BikeAthens' Bike Recycling Program is having a Spring Bike Sale this Sunday March 21st at the Bike Recycling Program Shop in the Chase Street Warehouses off Tracy St.

We'll have 20 freshly refurbished bicycles for sale including something for just about every type of rider. All bikes have passed a 78 point inspection and are in excellent operating condition. We've got road bikes, mountain bikes, touring bikes, hybrids, cruisers, and kids bikes for sale. Treks, Cannondales, Schwinns, Shoguns, Specializeds, and Giants. Bikes are reasonable priced with prices ranging from $50 to $500.

Stop by and check out our supply this Sunday from 2 pm to 4 pm.

100% of the proceeds benefit the BikeAthens Bike Recycling Program. BRP refurbishes bikes and donates them to the underpriviledged citizens of the greater Athens GA area to provide safe and reliable transportation.

Directions to the sale are here:

Athens Bus Campaign

Activist Michael Smith recently formed the Athens Bus Campaign to get the Athens-Clarke Commission to lower bus fares, reports the Banner-Herald, but neither Athens Transit nor the Mayor & Commission are being persuaded.

Athens Transit has become too reliant on University of Georgia students and employees whose fares are subsidized while not doing enough to attract other kinds of riders, Smith said.

He argues that many buses are not filled to capacity, so increased ridership could fill the budget gap created by dropping fares to make them more affordable.

"We feel like (lowering fares) could jump-start ridership," Smith said.

But few additional people would hop on a bus for $1.25 as opposed to the current $1.50 adult fare, Athens Transit Director Butch McDuffie said.

"The only way to increase ridership is to make your service more frequent and more available," McDuffie said. The commission has added night and Saturday service in recent years, but in the recession lacks the money to make additional improvements.

I tend to agree with Mr. McDuffie on this. How does Mr. Smith know that lowering fares would increase ridership? Has he conducted any surveys of prospective riders? If not, he should get in touch with UGA's social science departments - their students can help him do this.

An aside: What seems to increase ridership most acutely is a spike in gas prices.

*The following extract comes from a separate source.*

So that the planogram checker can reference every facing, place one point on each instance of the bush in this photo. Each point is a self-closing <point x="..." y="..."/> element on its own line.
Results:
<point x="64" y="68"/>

Until buses are as convenient to use as private automobiles (i.e. more frequent and available service), many people will only utilize transit when they have to.

Any other thoughts on this?

Friday, March 12, 2010

Google maps for bikes!

If you haven't heard by now, Google Maps has created a bicycle-focused mapping program.
Here's a video introducing the system:

It looks like Athens has been programmed for the most part, but if you see any errors, omissions, or other issues, send them to Google using the report feature in the yellow box to the left of your map.